A whine came from behind me. I turned, Lizbeth looked away and held Mara’s face against her chest to keep her from seeing what was going to happen. Edwin knew what was to come and he looked away as well. I could no longer see the front of Marcus’s face but the top of his head still poked out from over the counter. Strobe didn’t look away.

The man was trampled by the infected. They ripped at his clothes with their hands and bites all over his body. His screams made it through the thick glass that separated us from him. Little after, the girl screamed. They managed to work their way through the man and get to the little girl. I couldn’t watch any longer. The girl’s piercing screams and the sounds of the man gasp and choke on his blood had me stuck, frozen in a state of shock.
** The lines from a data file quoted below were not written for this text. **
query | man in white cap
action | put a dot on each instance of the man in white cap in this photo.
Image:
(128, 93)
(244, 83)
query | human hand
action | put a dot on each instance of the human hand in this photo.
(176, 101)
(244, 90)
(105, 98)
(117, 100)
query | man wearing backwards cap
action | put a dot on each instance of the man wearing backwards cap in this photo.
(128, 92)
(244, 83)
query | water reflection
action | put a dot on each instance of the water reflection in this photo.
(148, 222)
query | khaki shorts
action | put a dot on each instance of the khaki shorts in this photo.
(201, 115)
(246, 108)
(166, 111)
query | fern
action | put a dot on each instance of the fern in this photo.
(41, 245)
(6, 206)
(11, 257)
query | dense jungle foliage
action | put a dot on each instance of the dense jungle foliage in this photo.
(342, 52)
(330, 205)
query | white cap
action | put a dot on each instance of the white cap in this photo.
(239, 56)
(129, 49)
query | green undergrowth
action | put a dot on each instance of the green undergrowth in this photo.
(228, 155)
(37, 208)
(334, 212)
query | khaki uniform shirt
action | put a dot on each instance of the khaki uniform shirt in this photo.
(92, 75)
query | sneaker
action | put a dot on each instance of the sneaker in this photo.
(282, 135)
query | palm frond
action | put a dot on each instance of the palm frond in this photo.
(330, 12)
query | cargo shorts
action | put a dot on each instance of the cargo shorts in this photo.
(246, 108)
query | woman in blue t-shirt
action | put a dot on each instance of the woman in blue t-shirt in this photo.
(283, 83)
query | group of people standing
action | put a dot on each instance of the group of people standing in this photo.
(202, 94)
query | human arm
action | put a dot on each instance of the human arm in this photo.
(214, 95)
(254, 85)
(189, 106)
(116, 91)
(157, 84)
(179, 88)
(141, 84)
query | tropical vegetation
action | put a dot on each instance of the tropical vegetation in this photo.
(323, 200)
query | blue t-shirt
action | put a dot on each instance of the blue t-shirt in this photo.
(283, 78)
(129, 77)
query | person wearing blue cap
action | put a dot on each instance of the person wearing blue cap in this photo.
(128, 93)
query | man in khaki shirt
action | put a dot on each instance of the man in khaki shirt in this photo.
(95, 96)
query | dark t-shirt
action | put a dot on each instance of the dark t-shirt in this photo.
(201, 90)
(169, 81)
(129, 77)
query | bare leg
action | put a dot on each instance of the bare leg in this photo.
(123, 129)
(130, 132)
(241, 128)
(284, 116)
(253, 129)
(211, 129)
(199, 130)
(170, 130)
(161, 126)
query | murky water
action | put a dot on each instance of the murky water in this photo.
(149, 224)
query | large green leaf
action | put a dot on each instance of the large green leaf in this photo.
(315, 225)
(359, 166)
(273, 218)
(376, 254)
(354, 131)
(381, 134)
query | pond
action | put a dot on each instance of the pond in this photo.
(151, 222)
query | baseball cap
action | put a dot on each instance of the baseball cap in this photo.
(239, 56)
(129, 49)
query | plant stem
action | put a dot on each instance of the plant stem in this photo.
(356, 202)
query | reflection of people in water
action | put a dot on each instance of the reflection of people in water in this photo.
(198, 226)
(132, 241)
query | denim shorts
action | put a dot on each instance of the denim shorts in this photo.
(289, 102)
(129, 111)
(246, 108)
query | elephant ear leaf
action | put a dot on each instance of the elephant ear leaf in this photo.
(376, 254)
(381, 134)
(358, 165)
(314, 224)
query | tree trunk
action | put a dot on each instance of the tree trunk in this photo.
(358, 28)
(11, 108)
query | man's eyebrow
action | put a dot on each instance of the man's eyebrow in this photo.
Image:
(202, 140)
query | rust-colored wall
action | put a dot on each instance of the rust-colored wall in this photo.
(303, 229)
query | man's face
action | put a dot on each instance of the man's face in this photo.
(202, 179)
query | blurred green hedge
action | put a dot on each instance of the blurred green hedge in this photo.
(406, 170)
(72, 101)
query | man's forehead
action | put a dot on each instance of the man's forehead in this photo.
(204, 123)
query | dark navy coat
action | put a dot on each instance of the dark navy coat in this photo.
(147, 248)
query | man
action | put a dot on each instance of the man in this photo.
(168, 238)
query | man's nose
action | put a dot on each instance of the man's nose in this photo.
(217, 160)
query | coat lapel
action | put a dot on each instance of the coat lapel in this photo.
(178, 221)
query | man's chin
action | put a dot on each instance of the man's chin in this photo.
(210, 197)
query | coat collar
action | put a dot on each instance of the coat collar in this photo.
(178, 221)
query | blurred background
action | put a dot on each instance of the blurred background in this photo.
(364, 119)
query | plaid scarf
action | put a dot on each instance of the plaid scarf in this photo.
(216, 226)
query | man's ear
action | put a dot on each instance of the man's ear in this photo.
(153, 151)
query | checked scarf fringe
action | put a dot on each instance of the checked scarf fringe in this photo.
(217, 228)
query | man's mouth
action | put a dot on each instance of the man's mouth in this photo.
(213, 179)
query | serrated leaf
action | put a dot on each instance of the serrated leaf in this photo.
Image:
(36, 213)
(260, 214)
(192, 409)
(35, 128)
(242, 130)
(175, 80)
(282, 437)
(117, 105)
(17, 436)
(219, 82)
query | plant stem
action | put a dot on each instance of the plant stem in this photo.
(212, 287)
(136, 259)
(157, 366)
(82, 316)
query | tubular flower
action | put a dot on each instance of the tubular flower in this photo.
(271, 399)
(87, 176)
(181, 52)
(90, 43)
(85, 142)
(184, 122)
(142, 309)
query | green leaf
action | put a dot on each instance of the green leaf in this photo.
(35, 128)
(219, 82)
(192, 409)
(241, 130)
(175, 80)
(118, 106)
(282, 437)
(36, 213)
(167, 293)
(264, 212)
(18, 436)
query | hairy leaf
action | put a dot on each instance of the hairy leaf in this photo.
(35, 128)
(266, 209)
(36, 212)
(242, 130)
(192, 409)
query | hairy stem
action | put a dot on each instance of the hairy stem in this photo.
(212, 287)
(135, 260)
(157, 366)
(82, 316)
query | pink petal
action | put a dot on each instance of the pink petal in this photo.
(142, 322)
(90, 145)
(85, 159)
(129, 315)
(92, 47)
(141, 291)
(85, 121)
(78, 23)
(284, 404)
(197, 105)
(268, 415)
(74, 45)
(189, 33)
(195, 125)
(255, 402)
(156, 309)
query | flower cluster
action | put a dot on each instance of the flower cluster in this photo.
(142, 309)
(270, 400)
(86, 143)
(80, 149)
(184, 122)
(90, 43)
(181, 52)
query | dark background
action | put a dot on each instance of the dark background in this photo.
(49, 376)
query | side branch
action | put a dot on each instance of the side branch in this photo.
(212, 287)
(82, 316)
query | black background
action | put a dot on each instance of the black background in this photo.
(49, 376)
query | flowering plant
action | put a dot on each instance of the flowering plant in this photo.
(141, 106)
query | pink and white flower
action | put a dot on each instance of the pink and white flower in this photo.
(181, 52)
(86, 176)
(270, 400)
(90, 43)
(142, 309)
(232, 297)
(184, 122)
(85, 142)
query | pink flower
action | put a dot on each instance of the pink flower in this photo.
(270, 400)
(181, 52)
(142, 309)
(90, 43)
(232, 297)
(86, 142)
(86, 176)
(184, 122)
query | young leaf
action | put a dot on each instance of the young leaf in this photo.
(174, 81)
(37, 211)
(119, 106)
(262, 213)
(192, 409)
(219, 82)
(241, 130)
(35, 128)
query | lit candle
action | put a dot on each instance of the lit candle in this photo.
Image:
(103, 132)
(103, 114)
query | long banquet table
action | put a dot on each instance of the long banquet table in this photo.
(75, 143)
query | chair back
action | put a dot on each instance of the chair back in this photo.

All of this took place right outside the store from us.

Soon all noises from the man stopped and the little girl reached the same point of the torture the man was just in. Her gasps became further apart until all we could hear was the faint sound of her choke on whatever blood didn’t seep out through the gashes on her neck, legs and arms. Eventually, everything became quiet. We could almost felt the silence. The infected continued to run and scream but it was blocked out by the shock of what we were force to let happen. Nothing but a ring was left in my ear drums.

Everyone in the dollar store was frozen in place along with me, terrified. The ease and relaxation was over. We all knew where we were and what waited for us. That denial of the horrors around us and the false sense of security we came up with all vanished just as fast as it came. Our much needed reality check came at the expense of two lives. I felt so cold, like the temperature dropped twenty degrees within those few minutes.